Nos Livros II e III desta obra, o autor acompanha a situação dos judeus espanhóis refugiados em Portugal e observa meticulosamente as relações que se estabelecem entre a Inquisição e o poder político, especialmente durante os séculos XV e XVI. As descrições terríficas estão aqui centradas no reinado de D. João III após a efectiva implantação do Santo Ofício em Portugal, em 1531, por bula papal de Clemente VII dirigida ao futuro Inquisidor – Mor do Reino Frei Diogo da Silva.

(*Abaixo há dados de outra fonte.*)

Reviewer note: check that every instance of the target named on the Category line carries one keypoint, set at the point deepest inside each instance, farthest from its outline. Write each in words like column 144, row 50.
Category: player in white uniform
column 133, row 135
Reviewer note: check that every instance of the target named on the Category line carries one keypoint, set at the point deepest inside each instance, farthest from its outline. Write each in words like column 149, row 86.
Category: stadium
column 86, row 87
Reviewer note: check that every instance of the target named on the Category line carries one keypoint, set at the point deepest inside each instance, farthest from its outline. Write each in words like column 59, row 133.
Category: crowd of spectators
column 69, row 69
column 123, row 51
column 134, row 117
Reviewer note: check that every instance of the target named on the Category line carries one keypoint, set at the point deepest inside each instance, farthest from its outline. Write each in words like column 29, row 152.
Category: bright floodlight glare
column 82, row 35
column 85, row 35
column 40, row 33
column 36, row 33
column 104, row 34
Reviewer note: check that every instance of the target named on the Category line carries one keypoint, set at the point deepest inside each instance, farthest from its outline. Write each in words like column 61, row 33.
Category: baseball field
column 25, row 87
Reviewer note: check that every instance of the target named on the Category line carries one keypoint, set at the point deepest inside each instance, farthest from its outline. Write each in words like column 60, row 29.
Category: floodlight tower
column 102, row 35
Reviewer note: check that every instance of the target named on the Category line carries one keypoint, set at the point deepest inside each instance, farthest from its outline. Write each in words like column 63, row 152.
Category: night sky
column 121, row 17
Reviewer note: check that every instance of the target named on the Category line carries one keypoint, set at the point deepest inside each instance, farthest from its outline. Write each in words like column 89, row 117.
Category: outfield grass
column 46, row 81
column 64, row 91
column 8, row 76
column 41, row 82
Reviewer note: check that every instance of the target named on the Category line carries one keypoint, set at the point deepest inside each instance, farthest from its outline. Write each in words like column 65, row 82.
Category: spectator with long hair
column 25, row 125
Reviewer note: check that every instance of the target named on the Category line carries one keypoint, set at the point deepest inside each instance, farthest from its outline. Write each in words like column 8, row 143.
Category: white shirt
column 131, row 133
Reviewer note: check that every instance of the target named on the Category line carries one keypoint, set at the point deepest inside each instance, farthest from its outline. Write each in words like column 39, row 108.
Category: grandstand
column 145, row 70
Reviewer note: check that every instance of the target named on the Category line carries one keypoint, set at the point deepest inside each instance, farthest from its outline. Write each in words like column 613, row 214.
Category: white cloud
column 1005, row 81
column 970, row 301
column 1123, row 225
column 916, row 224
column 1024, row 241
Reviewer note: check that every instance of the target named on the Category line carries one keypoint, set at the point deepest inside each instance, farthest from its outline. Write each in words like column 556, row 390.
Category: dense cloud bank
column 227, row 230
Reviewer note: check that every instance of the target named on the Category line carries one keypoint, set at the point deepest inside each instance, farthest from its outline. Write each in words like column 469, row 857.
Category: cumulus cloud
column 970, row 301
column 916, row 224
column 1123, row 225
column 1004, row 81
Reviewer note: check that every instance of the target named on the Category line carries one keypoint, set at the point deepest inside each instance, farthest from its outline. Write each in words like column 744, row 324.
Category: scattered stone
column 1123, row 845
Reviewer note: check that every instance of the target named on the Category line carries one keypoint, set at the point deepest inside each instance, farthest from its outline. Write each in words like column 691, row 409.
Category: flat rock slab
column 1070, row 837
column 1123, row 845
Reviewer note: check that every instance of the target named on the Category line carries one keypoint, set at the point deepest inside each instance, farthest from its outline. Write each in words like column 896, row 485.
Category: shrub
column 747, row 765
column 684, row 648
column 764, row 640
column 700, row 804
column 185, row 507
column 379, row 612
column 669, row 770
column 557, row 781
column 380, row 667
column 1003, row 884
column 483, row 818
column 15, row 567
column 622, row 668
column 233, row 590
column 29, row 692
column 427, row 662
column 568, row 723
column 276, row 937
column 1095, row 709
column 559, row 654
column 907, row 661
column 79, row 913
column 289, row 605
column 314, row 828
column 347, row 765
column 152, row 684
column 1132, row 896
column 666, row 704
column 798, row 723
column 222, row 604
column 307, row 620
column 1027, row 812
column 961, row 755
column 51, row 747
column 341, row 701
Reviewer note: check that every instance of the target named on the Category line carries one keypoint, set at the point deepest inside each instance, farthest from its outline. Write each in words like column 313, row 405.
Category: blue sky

Escreve o historiador a propósito do clima de suspeição e terror instaurado, por fervorosa intolerância religiosa, não só nos nobres mas sobretudo na plebe – essa sim “sedenta de sangue” – contra os judeus, muçulmanos, cristãos-novos e falsos conversos: ”Atenta a irritação dos ânimos, o único meio de conter a anarquia consistia em oferecer bastantes vítimas no altar da intolerância, consistia em substituir uma crueldade tranquila, mas activa e inexorável, à ferocidade turbulenta do vulgacho fanatizado”.
A organização deste Tomo I, com abundantes notas do autor, informa cabalmente o leitor sobre esta época de desmandos, a mais cruel inimiga do cristianismo e da humanidade.